It's been eight months since Currentmom asked "Where are the real working moms?"
I've come up with a theory; Google ate the working moms.
Let me explain.
A little less than a year ago Mama bee wrote about how working moms are invisible. Despite working moms being over 70% of the population of mothers working mothers are not considered "typical" or "normal" mothers by most in the media.
Instead a minority of mothers - higher income and predominatly white women who write in blogs are regarded as the "typical" moms - as representative of all moms. Whenever a "mom issue" is covered in the news or radio or print or online or on TV the same small group of mommybloggers will be trotted out to address mom "issues" and speak for all women with children - as if having children makes us all the same cookie-cutter model. Interestingly, we don't see the same five men being trotted out to speak for all fathers - even if they're bloggers... or not.
I have a theory about how we got here - with the invisible majority - and my theory is grounded in experience in the world of media production and in long experience with online marketing.
The Pitch
Imagine the life of a hungry reporter or PA... let's say you're a twentysomething hungry PA, fresh out of college and you've been given the chance of a lifetime - you get to pitch a story for a television show or an article that could be professionally published. You've been told your topic has to be contentious, geared toward the daytime television market or for the audience that controls household spending - and your topic has to pull in viewership. Huge viewership. You're told to maybe try a "mom topic" - but you're not a mom. You don't know anything about modern moms - none of your friends are moms... so what do you do?

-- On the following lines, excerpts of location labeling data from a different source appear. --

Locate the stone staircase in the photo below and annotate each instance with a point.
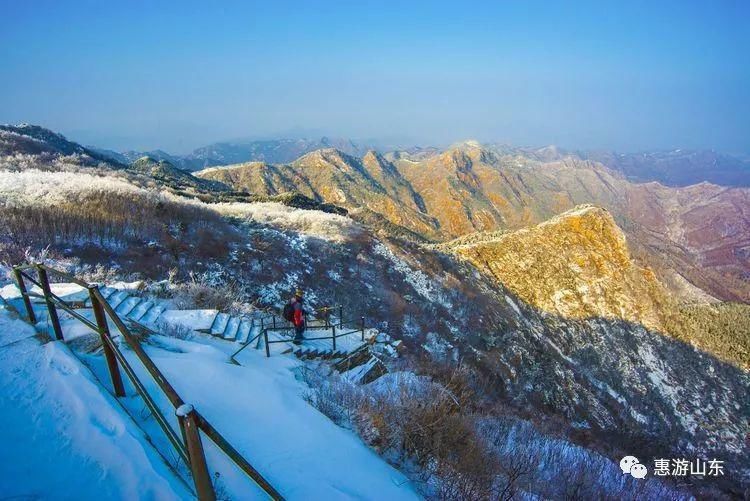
(146, 314)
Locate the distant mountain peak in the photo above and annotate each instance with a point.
(576, 264)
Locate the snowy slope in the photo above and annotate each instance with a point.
(63, 436)
(259, 407)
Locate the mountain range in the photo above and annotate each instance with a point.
(699, 233)
(589, 305)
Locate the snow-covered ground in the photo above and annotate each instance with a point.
(55, 402)
(63, 435)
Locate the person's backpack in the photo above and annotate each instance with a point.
(288, 312)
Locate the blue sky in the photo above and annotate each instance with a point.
(618, 75)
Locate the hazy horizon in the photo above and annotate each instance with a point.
(177, 76)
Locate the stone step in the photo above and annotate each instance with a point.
(220, 324)
(243, 332)
(127, 306)
(141, 310)
(116, 299)
(233, 325)
(152, 315)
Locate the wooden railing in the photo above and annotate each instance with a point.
(189, 446)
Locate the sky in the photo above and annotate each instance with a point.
(625, 76)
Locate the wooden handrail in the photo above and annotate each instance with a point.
(236, 457)
(190, 422)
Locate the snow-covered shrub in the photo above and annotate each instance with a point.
(200, 293)
(103, 216)
(175, 330)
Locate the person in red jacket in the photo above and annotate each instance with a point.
(298, 317)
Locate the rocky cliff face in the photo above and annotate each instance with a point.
(576, 265)
(698, 233)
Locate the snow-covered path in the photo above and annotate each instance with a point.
(63, 436)
(260, 408)
(60, 413)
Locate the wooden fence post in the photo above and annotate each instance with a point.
(104, 334)
(26, 300)
(198, 467)
(44, 282)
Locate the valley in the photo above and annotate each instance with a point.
(576, 304)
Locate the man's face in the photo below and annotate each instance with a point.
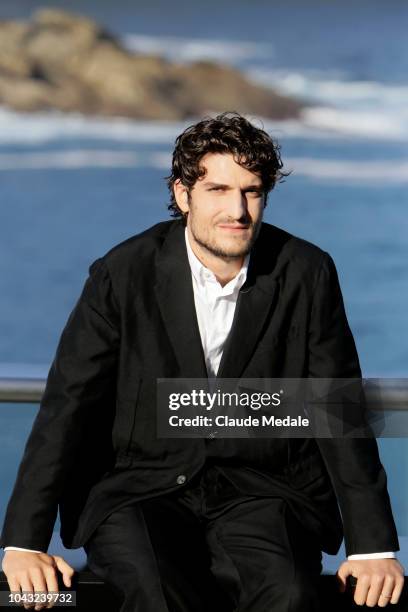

Desperately, you turn to a resource you think has all the answers - a search engine. You Google "mom debate" or "mommy wars" or another "mom topic". Google (or Bing, I'm equal opportunity, after all) feeds you a brilliant, long list of "mom bloggers" and links that you can use for your pitch. You check the blog links and all the moms indicate on their blogs that they'd love to entertain any offers to speak to the media.
Perfect - you've got someone to provide content. Extra bonus points if they're going to pull in their blog traffic to your story.
You the reporter or PA never look past the second page of search results. You've got two or three likely candidates, and you're not going to spend time vetting those candidates or digging deeper. You've got names, now you can pitch.
In reality, you don't really care about the authority or expertise of the person who will speak. What you're looking for is traffic - or better yet a contentious viewpoint. To you, a non-mother, it looks like giving birth makes anyone an "expert" on "mom issues" for every mom on the planet. Giving birth is the only qualifier - and the only measure of authority is search engine results.
The problem is that Google isn't representative of authority, expertise, or population - but millions of people think that the results are. If Google says it, it must be so.
I'm saying this as a professional web publisher - I've created SEO strategies, I worked on the inside of a BIG search engine (as a reviewer). Search engines have never indicated authority or expertise on topics. Search engine results indicate marketing activities, keyword buys, and all the heavily massaged, manipulated and populated data of those with enough time to build a search optimization strategy.
In short popularity - not authority.
The new authority is search engine ranking - not experience - not scholarly expertise - not wisdom or longevity.
Which is why I laughed, a lot, when Twitter recently told me that Dooce was "Similar to You". I don't have anything against Heather, but we are not similar. Yes - we've both been blogging forever, but she enjoys a very rare work at home situation for a very high income, with a paid assistant - while I have the much more typical experience of being a working full-time, out of the home mom, for a very typical income and no paid help.
Heather is a celebrity who earns an income, but she's not a typical working mom - she's never written a thing about the issues that plague most working moms. Yet, Heather is considered an authority on working moms by many media outlets.
Work it
Working moms have also become invisible for another reason - semantics.
There has been an ongoing campaign to "redefine" the term "working mom". It is no longer acceptable to indicate a paid, out of the home career with the term "working" because of the popularity of the bumper sticker philosophy "all moms are working moms". The goal of this quip is to elevate every mother by giving them all credit for working - by diminishing the work of working mothers.
Working moms have had the term "working" stolen from us - we're not allowed to use the word "work" out of fear of backlash from those who have co-opted the word. We are not allowed to say what we are.
Blogs from moms with full-time careers (hi!) are almost impossible to find - because every mom calls herself a "working mom" now.* Hobbies with tiny incomes or no income but lots of goods-in-trade are now equated to full-time careers. Everybody's "working" at home. Volunteering is now "working". Hobbies are "working". Everything is "work"... except work.
Working moms need working moms
Working moms understand working moms - and we need to hear from moms with experience and authority in this topic - other working moms. We need to find a different way to network working moms that doesn't rely on marketing massages and popularity contests. Search engines will never be a resource for working moms who want to find each other - working moms don't have the time to massage our search results - we need to find each other quickly and build our network so that we can speak for ourselves.
* Yes, motherhood is hard - I didn't say it wasn't. The word "working" doesn't indicate "hard" or "difficult". Working indicates working - why is it that can we use the word "working" as a adjective for all nouns except "mom"?